C. S. Lewis popularized what’s come to be known as the Lord, Liar, Lunatic trilemma: it’s impossible to look at the accounts of Jesus and think he was a great moral teacher but not God. The famous passage in Mere Christianity reads:

I am trying here to prevent anyone saying the really foolish thing that people often say about Him: I’m ready to accept Jesus as a great moral teacher, but I don’t accept his claim to be God. That is the one thing we must not say. A man who was merely a man and said the sort of things Jesus said would not be a great moral teacher. He would either be a lunatic — on the level with the man who says he is a poached egg — or else he would be the Devil of Hell. You must make your choice. Either this man was, and is, the Son of God, or else a madman or something worse. You can shut him up for a fool, you can spit at him and kill him as a demon or you can fall at his feet and call him Lord and God, but let us not come with any patronizing nonsense about his being a great human teacher. He has not left that open to us. He did not intend to.

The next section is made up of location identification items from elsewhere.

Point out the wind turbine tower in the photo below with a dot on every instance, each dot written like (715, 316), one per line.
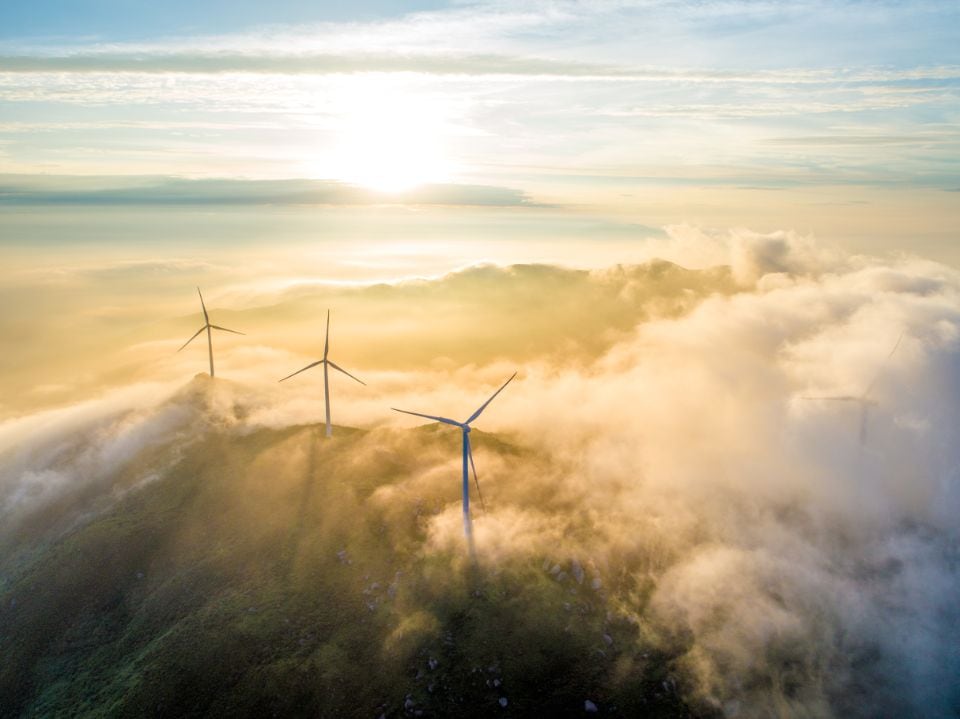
(467, 456)
(864, 399)
(326, 378)
(208, 327)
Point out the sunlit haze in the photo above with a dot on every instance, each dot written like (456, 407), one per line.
(718, 242)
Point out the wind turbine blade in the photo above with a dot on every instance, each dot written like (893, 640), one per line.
(484, 405)
(338, 367)
(326, 339)
(206, 317)
(863, 423)
(224, 329)
(430, 416)
(194, 337)
(475, 480)
(314, 364)
(883, 366)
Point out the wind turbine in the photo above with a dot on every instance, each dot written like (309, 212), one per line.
(207, 326)
(864, 399)
(467, 454)
(326, 380)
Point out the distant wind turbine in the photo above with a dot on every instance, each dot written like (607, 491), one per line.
(864, 400)
(207, 326)
(467, 455)
(326, 380)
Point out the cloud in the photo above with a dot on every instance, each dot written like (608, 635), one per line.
(151, 191)
(740, 528)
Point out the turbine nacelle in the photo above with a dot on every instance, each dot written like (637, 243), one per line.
(207, 325)
(327, 363)
(467, 458)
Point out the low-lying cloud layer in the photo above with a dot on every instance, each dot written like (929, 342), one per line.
(685, 459)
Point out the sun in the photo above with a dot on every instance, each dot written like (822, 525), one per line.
(389, 142)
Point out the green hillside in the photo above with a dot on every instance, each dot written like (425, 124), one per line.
(233, 571)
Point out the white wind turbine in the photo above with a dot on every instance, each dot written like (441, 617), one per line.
(326, 380)
(207, 326)
(864, 399)
(467, 455)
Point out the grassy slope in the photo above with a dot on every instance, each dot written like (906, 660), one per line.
(256, 578)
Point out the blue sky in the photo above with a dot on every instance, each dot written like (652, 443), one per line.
(838, 118)
(114, 20)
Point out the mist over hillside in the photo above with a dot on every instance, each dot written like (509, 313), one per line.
(675, 525)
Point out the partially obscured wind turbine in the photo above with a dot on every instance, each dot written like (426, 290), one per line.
(467, 455)
(864, 400)
(207, 326)
(326, 381)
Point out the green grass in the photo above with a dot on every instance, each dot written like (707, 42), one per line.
(257, 577)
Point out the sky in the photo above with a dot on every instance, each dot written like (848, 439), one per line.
(478, 188)
(833, 119)
(256, 149)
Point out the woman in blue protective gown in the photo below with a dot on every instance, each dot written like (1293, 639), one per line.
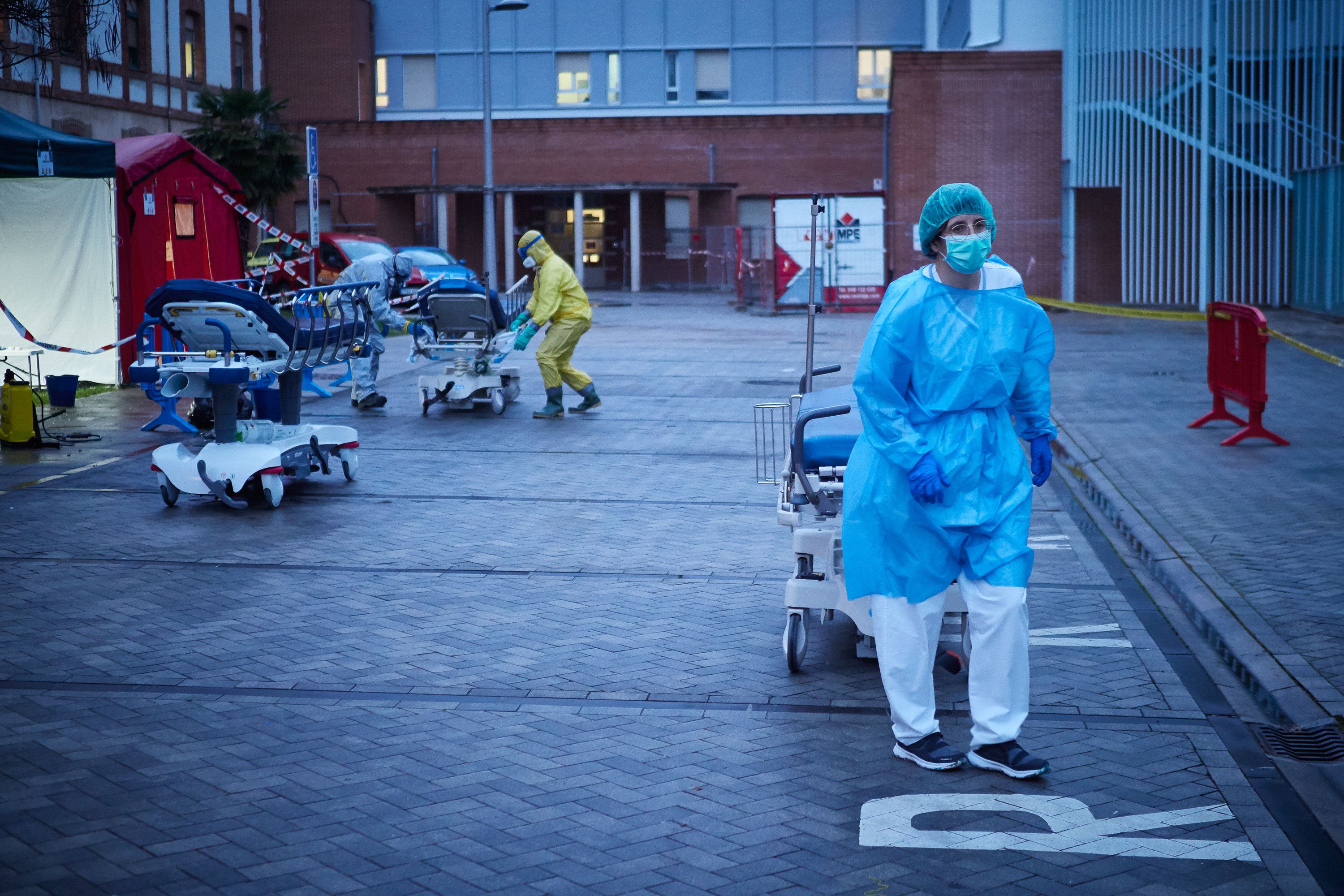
(953, 378)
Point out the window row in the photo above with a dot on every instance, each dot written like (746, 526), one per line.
(135, 42)
(711, 72)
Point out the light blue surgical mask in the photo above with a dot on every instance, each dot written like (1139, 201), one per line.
(967, 254)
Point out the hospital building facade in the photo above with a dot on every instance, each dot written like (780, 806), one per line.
(664, 125)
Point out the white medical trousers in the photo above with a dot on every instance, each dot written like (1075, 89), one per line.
(999, 677)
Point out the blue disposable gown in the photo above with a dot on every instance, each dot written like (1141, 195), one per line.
(961, 374)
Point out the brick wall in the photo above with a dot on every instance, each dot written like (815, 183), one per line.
(312, 54)
(762, 155)
(990, 119)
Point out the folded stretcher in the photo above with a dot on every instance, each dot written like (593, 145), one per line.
(234, 338)
(465, 326)
(811, 503)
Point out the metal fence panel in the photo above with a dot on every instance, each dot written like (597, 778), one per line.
(1201, 112)
(1319, 240)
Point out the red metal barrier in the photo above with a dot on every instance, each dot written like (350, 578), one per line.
(1237, 340)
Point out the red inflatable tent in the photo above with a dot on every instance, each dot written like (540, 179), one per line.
(171, 221)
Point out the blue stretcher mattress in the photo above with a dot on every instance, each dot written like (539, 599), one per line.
(828, 443)
(311, 331)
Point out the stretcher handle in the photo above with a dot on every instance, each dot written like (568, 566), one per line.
(824, 503)
(229, 338)
(816, 371)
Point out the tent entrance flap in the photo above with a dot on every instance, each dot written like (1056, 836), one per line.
(58, 240)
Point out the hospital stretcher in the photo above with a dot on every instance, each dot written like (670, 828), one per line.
(229, 339)
(811, 503)
(463, 326)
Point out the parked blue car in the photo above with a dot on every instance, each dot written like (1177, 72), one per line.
(436, 263)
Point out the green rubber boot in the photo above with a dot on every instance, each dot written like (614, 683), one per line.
(589, 402)
(554, 409)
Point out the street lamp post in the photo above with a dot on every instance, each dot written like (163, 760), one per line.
(491, 254)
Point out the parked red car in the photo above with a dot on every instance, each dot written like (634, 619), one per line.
(335, 254)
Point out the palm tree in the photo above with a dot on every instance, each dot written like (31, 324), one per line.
(241, 131)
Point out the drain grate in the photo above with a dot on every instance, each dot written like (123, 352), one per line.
(1305, 745)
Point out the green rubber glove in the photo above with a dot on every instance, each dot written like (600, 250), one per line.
(526, 336)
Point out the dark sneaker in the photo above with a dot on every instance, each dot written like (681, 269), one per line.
(930, 753)
(1008, 758)
(373, 400)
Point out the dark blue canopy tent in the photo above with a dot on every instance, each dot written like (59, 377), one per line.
(58, 253)
(22, 140)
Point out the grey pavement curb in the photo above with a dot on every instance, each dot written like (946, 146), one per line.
(1262, 673)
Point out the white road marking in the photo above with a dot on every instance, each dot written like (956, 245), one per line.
(60, 476)
(1050, 637)
(1080, 642)
(1050, 633)
(1074, 829)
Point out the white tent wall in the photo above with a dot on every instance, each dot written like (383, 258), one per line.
(58, 254)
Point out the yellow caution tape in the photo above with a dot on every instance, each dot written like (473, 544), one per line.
(1314, 353)
(1120, 311)
(1179, 316)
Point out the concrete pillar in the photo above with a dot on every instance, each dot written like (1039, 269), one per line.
(510, 242)
(578, 236)
(441, 221)
(636, 256)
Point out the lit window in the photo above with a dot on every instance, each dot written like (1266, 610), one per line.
(874, 74)
(185, 218)
(572, 78)
(132, 34)
(613, 77)
(671, 76)
(711, 76)
(190, 65)
(240, 57)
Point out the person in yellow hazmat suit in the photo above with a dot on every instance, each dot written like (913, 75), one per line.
(557, 300)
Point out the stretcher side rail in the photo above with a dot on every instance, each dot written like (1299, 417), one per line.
(820, 499)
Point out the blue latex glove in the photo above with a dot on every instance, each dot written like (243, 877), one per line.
(928, 480)
(1042, 461)
(525, 336)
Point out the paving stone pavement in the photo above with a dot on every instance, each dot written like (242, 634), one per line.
(535, 657)
(1260, 521)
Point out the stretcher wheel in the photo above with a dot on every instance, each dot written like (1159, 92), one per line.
(796, 638)
(168, 491)
(272, 489)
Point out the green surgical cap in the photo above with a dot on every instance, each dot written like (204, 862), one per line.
(948, 202)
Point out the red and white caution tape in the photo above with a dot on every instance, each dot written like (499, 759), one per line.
(271, 230)
(27, 335)
(285, 267)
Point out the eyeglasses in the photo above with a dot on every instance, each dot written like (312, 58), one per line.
(963, 229)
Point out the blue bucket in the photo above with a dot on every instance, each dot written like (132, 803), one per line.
(267, 405)
(61, 390)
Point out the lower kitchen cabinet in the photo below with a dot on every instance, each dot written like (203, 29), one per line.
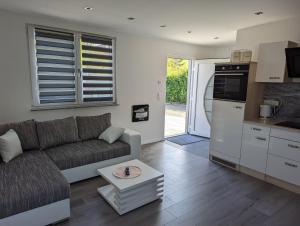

What About the Fourth L, “Legend”?

If we take the accounts seriously, we have to conclude Jesus was more than a man; he was God. But atheists and skeptics respond that we don’t have to take the accounts seriously. “Sure, you can claim that Jesus was a God if there ever was a Jesus like the one in the Gospels, but who says the gospel stories really happened?” It isn’t a trilemma, it’s a quadrilemma: Lord, Liar, Lunatic, or Legend.

There are good historical reasons not to dismiss the stories as mere legend. For starters: the accounts were recorded too soon after the events for legends to have developed, the historical record in the accounts is corroborated in too many ways, and the witnesses proved their credibility by putting their lives on the line for what they were saying.

I consider those answers persuasive, but they take a lot of digging into history.

“Lewis-esque” Article Shows the Quadrilemma Takes Us To the Same Destination

Back in 2014 I presented an argument that the story itself — straight out of the gospels, just like the Trilemma — demands that we take it seriously. Therefore the Legend objection falls down right along with Liar and Lunatic.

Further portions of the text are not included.